Fakta inilah yang menjadi salah satu pemicu munculnya ide mendirikan Nusa Indonesian Gastronomy. Selain itu, Chef Ragil juga melihat banyak sekali makanan daerah yang orang tidak banyak tahu. “Saya kemudian melakukan riset tentang makanan ini dan menyajikan menu-menu ini melalui pop-up dining, restoran yang cuma 3 hari,” terang Chef Ragil. Namun ternyata banyak pelanggan yang memintanya untuk membuka restoran permanen dengan menu khas Indonesia.

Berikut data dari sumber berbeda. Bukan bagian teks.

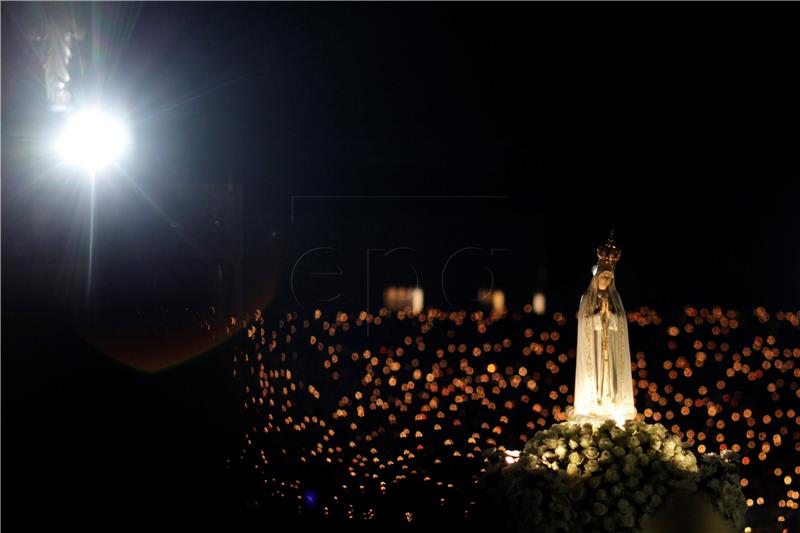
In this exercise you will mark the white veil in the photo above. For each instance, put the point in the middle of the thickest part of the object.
(586, 405)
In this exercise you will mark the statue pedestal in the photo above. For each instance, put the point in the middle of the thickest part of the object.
(603, 478)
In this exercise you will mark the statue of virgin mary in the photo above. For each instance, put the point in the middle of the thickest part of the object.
(603, 384)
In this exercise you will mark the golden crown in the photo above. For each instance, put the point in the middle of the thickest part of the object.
(608, 254)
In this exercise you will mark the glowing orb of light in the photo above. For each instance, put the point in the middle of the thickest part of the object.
(92, 140)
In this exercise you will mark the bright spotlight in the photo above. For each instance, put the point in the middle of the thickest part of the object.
(92, 140)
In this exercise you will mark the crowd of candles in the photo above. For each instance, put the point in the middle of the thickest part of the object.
(390, 421)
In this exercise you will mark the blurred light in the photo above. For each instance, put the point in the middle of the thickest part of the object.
(538, 303)
(92, 140)
(417, 301)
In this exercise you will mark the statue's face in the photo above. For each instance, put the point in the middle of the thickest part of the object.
(604, 280)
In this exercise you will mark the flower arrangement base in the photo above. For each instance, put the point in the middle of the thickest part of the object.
(604, 478)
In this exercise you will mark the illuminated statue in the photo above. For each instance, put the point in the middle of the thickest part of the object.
(603, 386)
(57, 41)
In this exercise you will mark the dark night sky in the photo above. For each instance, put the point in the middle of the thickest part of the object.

Nusa Indonesian Gastronomy adalah restoran yang menyajikan makanan Indonesia dengan konsep fine dining. Chef Ragil sendiri merancang menu-menu di sini agar pelanggan bisa menikmati dan merasakan langsung kekayaan kuliner Indonesia dari barat sampai timur. 

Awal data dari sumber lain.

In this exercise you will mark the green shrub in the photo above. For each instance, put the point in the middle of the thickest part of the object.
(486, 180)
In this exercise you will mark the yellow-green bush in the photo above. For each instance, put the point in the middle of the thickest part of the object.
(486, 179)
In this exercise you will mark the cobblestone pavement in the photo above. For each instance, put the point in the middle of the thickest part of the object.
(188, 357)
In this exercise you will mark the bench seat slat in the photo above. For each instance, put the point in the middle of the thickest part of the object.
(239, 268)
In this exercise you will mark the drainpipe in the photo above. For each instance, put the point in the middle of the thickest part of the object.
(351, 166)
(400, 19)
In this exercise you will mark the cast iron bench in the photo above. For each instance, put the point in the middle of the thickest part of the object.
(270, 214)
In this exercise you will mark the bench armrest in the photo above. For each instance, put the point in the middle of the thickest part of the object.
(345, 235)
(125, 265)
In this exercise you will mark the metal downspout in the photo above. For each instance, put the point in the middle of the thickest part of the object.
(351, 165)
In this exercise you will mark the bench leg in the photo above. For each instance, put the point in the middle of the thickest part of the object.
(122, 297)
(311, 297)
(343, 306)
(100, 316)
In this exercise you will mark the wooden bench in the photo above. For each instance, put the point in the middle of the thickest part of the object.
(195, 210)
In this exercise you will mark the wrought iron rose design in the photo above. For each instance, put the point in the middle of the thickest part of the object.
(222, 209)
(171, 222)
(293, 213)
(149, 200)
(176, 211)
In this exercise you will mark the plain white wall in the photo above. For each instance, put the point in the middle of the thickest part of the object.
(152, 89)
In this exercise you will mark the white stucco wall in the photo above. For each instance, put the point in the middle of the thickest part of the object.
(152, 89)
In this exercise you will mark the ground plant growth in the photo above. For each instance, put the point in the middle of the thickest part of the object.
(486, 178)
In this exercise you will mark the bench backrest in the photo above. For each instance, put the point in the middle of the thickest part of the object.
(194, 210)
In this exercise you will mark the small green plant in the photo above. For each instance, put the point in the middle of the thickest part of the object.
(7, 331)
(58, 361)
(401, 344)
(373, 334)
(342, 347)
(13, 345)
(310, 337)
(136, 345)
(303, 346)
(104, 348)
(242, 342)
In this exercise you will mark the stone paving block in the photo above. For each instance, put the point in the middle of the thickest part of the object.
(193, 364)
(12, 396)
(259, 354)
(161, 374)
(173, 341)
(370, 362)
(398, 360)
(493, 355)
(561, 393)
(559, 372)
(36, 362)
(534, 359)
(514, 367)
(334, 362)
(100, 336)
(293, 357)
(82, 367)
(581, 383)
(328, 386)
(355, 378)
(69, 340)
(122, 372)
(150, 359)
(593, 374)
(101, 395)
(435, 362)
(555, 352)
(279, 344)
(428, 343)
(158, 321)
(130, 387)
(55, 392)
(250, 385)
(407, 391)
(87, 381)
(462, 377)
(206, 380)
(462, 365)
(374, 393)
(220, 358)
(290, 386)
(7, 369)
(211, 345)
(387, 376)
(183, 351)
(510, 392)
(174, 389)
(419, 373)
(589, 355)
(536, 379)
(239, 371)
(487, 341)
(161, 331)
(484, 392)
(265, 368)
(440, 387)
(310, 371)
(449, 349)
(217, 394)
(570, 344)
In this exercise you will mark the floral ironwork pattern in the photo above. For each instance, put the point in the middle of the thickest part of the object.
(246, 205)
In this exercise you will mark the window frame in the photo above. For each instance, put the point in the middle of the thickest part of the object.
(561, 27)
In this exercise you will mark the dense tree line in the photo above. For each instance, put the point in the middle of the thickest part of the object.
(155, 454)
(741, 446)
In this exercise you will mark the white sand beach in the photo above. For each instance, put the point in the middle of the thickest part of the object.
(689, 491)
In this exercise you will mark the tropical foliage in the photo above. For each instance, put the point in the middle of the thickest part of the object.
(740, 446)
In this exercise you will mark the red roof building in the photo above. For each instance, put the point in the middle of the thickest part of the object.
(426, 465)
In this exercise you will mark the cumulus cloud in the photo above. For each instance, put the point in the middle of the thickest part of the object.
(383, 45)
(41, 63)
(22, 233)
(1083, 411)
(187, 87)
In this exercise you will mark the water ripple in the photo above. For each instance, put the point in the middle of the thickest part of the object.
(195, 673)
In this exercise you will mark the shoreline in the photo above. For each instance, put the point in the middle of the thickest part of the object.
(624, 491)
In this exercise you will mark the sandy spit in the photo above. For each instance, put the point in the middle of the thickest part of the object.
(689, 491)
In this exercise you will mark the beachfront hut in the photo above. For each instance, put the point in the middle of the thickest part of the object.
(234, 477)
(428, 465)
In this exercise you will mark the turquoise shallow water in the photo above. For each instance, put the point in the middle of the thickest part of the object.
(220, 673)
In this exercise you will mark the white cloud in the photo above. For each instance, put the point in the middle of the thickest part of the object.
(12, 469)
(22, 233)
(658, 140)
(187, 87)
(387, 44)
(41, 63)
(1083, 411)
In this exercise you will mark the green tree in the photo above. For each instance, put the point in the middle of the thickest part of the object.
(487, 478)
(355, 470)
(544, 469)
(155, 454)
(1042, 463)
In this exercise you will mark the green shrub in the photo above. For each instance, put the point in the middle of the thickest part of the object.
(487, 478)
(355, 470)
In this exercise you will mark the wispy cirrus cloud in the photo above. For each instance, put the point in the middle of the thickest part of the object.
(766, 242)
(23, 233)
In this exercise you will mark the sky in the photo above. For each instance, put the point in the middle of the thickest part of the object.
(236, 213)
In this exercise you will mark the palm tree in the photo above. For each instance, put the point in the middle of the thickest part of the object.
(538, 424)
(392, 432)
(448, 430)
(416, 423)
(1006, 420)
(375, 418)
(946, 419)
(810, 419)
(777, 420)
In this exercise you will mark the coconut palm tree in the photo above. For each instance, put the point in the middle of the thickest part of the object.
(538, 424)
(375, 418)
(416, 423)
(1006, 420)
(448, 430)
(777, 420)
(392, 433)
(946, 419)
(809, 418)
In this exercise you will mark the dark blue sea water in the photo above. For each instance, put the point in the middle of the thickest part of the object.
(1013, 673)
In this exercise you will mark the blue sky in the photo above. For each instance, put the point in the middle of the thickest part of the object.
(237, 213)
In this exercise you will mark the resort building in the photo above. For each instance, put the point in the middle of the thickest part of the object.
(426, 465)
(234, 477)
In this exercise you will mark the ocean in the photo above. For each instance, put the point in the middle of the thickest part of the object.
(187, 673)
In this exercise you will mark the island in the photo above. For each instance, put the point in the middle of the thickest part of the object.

Proses terbentuknya Nusa Indonesian Gastronomy sendiri memakan waktu sekitar 5 tahun karena Chef Ragil ingin menghadirkan restoran dengan konsep berbeda. “Banyak yang mengajarkan saya bahwa menghidangkan makanan itu juga harus menghidangkan kultur,” terang Chef Ragil.

Itu sebabnya di Nusa Indonesian Gastronomy, pelanggan tak hanya sekadar menyantap hidangan saja, tapi juga mendapatkan sejarah dan cerita di balik makanan yang disantap. Dengan begitu, menurut Chef Ragil, orang akan lebih mengapresiasi makanan Indonesia.

Optimisme Chef Ragil ini terbukti dengan semakin banyaknya chef muda yang sekarang berani membuka restoran dengan menonjolkan menu daerahnya sendiri. “Dulu kalau bikin restoran menunya cenderung Western. Sekarang banyak yang mengandalkan menu lokal,” jelas Chef Ragil. 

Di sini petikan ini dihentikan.